Contre les dangers d’un monde en proie aux appétits des régimes autoritaires, une posture active de prévention est devenue essentielle. C’est l’un des enseignements que tire de la guerre en Ukraine l’ancien patron des opérations de l’armée française. Entretien exclusif.
Exercices militaires pour les civils à Kiev, en Ukraine, le 12 février 2022. Photo : iStock.
Ancien sous-chef opérations de l’état-major des armées, après avoir été chef de corps du 1er Rpima puis patron du Commandement des opérations spéciales, ce général cinq étoiles, aujourd’hui en 2e section, a fait toute sa carrière dans l’opérationnel.

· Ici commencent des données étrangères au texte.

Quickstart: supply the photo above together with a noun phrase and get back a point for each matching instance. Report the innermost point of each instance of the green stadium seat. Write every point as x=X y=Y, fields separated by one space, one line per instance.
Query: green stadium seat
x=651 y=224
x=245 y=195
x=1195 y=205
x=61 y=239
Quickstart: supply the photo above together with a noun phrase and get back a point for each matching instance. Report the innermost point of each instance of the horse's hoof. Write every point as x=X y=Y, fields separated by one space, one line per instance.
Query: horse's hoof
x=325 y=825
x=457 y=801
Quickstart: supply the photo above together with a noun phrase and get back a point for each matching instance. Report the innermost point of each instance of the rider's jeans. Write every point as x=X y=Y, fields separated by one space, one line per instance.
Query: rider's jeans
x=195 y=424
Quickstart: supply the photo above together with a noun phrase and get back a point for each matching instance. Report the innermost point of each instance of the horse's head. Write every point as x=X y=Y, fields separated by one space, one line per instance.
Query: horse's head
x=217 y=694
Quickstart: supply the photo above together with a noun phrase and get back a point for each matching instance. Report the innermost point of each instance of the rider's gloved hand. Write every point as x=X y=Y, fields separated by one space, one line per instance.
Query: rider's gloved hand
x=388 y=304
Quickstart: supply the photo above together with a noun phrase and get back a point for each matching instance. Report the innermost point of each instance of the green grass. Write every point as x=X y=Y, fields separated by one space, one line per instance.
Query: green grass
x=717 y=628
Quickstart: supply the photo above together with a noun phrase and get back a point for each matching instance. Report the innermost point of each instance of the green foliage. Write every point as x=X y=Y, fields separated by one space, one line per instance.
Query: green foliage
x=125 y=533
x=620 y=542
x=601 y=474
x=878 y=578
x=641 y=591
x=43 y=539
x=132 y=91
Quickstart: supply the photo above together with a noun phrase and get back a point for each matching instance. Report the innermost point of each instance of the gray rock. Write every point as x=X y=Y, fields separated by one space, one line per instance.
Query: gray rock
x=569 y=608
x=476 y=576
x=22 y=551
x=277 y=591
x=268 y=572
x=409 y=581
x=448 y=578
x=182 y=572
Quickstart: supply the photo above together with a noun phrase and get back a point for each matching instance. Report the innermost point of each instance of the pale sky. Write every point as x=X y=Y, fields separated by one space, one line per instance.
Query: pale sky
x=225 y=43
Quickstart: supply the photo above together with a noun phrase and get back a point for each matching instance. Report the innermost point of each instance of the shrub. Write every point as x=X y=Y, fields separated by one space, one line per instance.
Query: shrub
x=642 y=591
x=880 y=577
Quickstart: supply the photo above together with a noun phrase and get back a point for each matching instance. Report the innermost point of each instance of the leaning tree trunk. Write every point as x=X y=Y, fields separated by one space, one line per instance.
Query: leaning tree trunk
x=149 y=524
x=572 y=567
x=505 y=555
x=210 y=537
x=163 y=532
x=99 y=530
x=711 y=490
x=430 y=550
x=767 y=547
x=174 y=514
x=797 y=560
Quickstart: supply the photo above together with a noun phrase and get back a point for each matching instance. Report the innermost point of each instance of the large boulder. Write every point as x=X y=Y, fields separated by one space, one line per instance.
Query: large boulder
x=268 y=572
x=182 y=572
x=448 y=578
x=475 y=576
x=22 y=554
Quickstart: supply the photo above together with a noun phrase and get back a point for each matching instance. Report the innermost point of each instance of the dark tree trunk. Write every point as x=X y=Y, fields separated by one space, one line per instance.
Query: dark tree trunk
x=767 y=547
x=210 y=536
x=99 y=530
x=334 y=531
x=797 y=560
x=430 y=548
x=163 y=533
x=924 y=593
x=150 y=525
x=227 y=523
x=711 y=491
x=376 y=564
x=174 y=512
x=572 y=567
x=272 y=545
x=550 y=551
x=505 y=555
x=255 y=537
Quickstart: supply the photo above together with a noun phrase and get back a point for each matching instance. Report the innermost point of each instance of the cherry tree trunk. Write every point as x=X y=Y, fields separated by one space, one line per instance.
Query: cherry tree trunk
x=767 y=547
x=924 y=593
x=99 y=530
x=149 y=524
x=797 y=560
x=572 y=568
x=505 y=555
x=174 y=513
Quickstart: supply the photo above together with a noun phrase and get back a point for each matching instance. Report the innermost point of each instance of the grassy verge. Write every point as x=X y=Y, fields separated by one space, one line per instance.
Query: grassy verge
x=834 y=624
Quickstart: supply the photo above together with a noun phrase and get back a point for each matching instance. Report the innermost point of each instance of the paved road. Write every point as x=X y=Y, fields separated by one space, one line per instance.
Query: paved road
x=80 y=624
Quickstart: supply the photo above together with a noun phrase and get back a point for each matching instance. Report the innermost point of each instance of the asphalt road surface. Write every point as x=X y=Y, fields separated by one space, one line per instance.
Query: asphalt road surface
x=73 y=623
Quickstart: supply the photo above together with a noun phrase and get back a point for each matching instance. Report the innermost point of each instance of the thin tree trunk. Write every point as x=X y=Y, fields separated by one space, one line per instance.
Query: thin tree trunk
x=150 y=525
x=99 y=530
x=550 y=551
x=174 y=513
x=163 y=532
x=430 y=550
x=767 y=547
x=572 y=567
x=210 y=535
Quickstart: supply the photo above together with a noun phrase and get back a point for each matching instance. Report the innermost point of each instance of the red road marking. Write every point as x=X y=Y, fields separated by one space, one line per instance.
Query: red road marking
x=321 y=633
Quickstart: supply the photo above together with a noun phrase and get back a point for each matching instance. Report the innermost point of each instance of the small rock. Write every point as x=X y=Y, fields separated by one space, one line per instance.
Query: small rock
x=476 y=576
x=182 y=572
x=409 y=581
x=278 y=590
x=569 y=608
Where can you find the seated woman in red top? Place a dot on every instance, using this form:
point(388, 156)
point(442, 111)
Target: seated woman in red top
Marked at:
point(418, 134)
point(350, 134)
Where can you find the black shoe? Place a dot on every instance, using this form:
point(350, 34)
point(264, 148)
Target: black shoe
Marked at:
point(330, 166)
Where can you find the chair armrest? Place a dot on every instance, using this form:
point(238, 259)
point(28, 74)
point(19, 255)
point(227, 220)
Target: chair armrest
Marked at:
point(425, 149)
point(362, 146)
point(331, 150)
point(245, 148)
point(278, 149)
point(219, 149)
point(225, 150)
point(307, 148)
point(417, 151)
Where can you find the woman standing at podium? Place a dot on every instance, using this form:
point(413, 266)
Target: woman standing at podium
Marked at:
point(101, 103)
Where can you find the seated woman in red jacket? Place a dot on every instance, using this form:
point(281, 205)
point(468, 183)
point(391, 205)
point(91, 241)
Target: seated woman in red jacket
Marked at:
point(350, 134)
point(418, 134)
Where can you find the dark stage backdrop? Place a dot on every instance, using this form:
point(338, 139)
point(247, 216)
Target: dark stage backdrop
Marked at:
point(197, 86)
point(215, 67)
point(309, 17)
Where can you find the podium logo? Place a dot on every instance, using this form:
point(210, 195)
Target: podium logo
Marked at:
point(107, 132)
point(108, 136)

Quelles leçons tirez-vous de ces quatre mois de guerre en Ukraine ?
Général Grégoire de Saint-Quentin Beaucoup a déjà été dit sur le sujet et on voit bien qu’il est encore un peu tôt pour « lire » correctement ce conflit et en tirer des leçons définitives. A ce stade, j’en vois trois principales qui ont ou auront des conséquences pour la suite. D’abord, l’« opération spéciale » du début du conflit a bien eu lieu, mais pas là où elle avait été annoncée. Faute d’effet de surprise, le raid de forces spéciales et de parachutistes sur l’aéroport de Gostomel, en février, pour créer une tête de pont à proximité de Kiev et s’emparer à moindre frais du pouvoir, a échoué. A l’inverse, les Russes n’ont, semble-t-il, pas vu venir la manœuvre adverse de défense de l’avant, sur la frontière, pour s’opposer à l’arrivée de leur corps de bataille. Menée par des petits groupes – très probablement des forces spéciales – équipés de missiles antichars de dernière génération et opérant de manière très décentralisée, celle-ci a été particulièrement destructrice pour les forces russes. Ce style d’action tranche avec un emploi des forces plus rigide par le commandement russe. Il n’est pas le fruit du hasard, mais le résultat de l’adaptation des forces ukrainiennes depuis la guerre de 2014.
Comment expliquez-vous cet échec de la deuxième armée du monde ?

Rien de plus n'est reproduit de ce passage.